Le cas d'une relation propriétaire-locataire pendant la pandémie, où l'accès à la propriété est restreint par des directives de santé publique, constitue un bon exemple. Lorsqu'un locataire ne peut pas utiliser librement et pleinement les lieux loués, le refus du propriétaire de renégocier les termes d'un bail sur la base de la valeur réduite de l'avantage reçu par le locataire pourrait être considéré comme une violation du devoir de bonne foi.

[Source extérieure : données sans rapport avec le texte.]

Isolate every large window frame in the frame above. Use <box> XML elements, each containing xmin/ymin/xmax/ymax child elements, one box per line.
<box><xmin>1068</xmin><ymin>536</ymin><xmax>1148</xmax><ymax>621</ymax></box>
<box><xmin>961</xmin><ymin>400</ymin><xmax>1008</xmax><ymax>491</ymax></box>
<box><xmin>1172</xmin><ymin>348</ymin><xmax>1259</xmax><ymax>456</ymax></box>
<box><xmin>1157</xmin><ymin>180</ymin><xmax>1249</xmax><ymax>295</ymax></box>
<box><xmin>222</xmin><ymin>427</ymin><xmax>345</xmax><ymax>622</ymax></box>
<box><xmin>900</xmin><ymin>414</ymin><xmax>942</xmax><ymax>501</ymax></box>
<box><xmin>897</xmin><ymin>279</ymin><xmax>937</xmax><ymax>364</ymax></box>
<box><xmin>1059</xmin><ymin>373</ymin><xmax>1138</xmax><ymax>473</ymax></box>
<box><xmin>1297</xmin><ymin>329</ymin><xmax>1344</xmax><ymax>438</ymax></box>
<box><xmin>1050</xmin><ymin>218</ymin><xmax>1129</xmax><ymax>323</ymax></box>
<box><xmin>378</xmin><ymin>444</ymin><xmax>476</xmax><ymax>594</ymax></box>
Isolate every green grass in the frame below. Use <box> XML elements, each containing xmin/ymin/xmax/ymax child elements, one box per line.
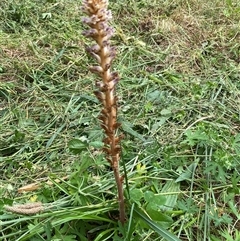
<box><xmin>0</xmin><ymin>0</ymin><xmax>240</xmax><ymax>241</ymax></box>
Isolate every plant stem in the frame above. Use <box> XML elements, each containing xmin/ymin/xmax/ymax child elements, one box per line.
<box><xmin>82</xmin><ymin>0</ymin><xmax>125</xmax><ymax>224</ymax></box>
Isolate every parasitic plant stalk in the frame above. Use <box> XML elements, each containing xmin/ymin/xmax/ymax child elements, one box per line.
<box><xmin>82</xmin><ymin>0</ymin><xmax>125</xmax><ymax>224</ymax></box>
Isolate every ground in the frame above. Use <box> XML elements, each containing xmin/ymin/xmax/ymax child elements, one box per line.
<box><xmin>0</xmin><ymin>0</ymin><xmax>240</xmax><ymax>241</ymax></box>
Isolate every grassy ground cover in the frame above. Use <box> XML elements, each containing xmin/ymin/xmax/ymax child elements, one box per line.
<box><xmin>0</xmin><ymin>0</ymin><xmax>240</xmax><ymax>241</ymax></box>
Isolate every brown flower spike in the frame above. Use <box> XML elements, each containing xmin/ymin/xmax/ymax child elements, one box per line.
<box><xmin>82</xmin><ymin>0</ymin><xmax>125</xmax><ymax>223</ymax></box>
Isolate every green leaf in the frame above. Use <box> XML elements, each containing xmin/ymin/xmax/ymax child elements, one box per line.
<box><xmin>89</xmin><ymin>141</ymin><xmax>104</xmax><ymax>149</ymax></box>
<box><xmin>130</xmin><ymin>188</ymin><xmax>143</xmax><ymax>206</ymax></box>
<box><xmin>146</xmin><ymin>203</ymin><xmax>173</xmax><ymax>223</ymax></box>
<box><xmin>175</xmin><ymin>162</ymin><xmax>197</xmax><ymax>183</ymax></box>
<box><xmin>134</xmin><ymin>208</ymin><xmax>181</xmax><ymax>241</ymax></box>
<box><xmin>121</xmin><ymin>121</ymin><xmax>146</xmax><ymax>142</ymax></box>
<box><xmin>144</xmin><ymin>191</ymin><xmax>154</xmax><ymax>202</ymax></box>
<box><xmin>68</xmin><ymin>139</ymin><xmax>88</xmax><ymax>154</ymax></box>
<box><xmin>160</xmin><ymin>180</ymin><xmax>180</xmax><ymax>211</ymax></box>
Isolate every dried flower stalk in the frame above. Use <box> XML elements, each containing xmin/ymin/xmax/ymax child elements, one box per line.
<box><xmin>82</xmin><ymin>0</ymin><xmax>125</xmax><ymax>223</ymax></box>
<box><xmin>4</xmin><ymin>202</ymin><xmax>44</xmax><ymax>215</ymax></box>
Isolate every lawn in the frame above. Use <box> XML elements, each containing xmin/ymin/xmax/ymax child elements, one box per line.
<box><xmin>0</xmin><ymin>0</ymin><xmax>240</xmax><ymax>241</ymax></box>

Rappelons enfin que le contrat est un accord de volonté formé par l’échange mutuel de consentement qui oblige ceux qui l’ont conclu non seulement pour ce qu’ils y ont exprimé, mais aussi pour tout ce qui en découle d’après sa nature et suivant les usages, l’équité ou la loi. De plus, dans l’interprétation d’un contrat, il faut chercher à savoir quelle a été la commune intention des parties, plutôt que de s’arrêter sur le sens littéral des termes utilisés3.

En appliquant ces principes, nous sommes d'avis qu'un cocontractant pourrait demander des accommodements à l’application stricte des dispositions contractuelles, soit une renégociation contractuelle au motif que le risque d’une pandémie de COVID-19 n’était pas raisonnablement prévisible par lui et n’avait pas été assumé au moment de la conclusion du contrat et que ce risque devrait plutôt être assumé par les deux parties par souci d'équité contractuelle.


1 Churchill Falls (Labrador) Corp. c. Hydro-Québec [2018] 3 RCS 101 aux paras. 92, 98-99, 102-105, 113 [nos soulignés] et 118 [Churchill Falls].

2 Art. 6.2.1 et 6.2.2 des Principes d’Unidroit relatifs aux contrats du commerce international.

3 Voir art. 1378, 1385, 1425 et 1434 CcQ.